Trollope sets this up partly as a question of personal integrity and conscience - the Warden, Harding, is clearly a good man but his situation is ambivalent - as well as family tension - Trollope positions Harding's family and friends in such a way that either to give up on the living or to carry on with it will mean upsetting people he cares about.

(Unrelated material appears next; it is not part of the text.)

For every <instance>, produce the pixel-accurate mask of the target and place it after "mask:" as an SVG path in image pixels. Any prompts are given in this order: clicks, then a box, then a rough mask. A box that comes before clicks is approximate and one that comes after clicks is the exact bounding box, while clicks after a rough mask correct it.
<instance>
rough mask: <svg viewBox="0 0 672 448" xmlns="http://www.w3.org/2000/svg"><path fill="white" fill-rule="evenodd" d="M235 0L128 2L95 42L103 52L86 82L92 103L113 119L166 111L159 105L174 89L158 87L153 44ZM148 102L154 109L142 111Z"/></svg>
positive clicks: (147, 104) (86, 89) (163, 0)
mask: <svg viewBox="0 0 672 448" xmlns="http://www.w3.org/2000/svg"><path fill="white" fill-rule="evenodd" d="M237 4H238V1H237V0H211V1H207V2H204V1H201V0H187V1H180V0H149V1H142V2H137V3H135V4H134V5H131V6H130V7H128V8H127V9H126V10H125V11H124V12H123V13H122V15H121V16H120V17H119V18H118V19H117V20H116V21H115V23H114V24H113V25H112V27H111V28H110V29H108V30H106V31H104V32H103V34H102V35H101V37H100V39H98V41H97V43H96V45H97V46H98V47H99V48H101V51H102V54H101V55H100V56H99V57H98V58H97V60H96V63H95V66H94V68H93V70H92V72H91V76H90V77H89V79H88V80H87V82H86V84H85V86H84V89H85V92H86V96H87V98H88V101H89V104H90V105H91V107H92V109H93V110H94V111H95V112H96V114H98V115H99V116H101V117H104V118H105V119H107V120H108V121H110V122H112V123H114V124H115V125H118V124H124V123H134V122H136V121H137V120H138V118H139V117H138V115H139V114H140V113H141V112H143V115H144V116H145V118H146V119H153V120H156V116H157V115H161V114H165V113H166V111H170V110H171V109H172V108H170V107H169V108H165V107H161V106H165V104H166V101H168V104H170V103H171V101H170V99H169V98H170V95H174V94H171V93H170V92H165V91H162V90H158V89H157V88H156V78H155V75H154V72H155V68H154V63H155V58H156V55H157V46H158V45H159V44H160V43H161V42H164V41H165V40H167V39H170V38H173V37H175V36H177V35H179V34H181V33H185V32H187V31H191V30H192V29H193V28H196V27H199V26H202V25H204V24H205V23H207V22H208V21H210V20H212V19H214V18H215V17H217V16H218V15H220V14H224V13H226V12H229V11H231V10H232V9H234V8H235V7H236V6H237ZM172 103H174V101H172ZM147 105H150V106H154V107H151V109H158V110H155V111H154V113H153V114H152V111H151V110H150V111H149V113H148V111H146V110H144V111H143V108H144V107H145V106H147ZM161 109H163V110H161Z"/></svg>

It struck me that this could be thought of as the Victorian equivalent of a "book group read". It takes a knotty contemporary moral issue (according to Wikipedia, "Trollope's tale seems to have taken inspiration from the 1849 enquiries by the Rev. Henry Holloway, a Church reformer and vicar of St Faith's Church, Winchester, into the finances of the Hospital of St Cross, Winchester, and the income derived by the institution's Master..... conjectured to be in excess of £2,000 a year....") and weaves it into a family tale, making each side sympathetic enough that you can see their side even if you don't agree. Think, for example, of the discussion you could have over "Little Fires Everywhere" or "My Sister's Keeper" - I can imagine Victorians similarly discussing whether Mr Bold or Mr Harding were right, whether they sympathised with the Bishop, whether they approved of the involvement of Mr Harding's daughter etc.
I have to admit that there were times that I longed for a bit of a subplot - the issue of the warden's position wasn't enough to fascinate me over 21 chapters - but this was a good read, with copious gentle humour.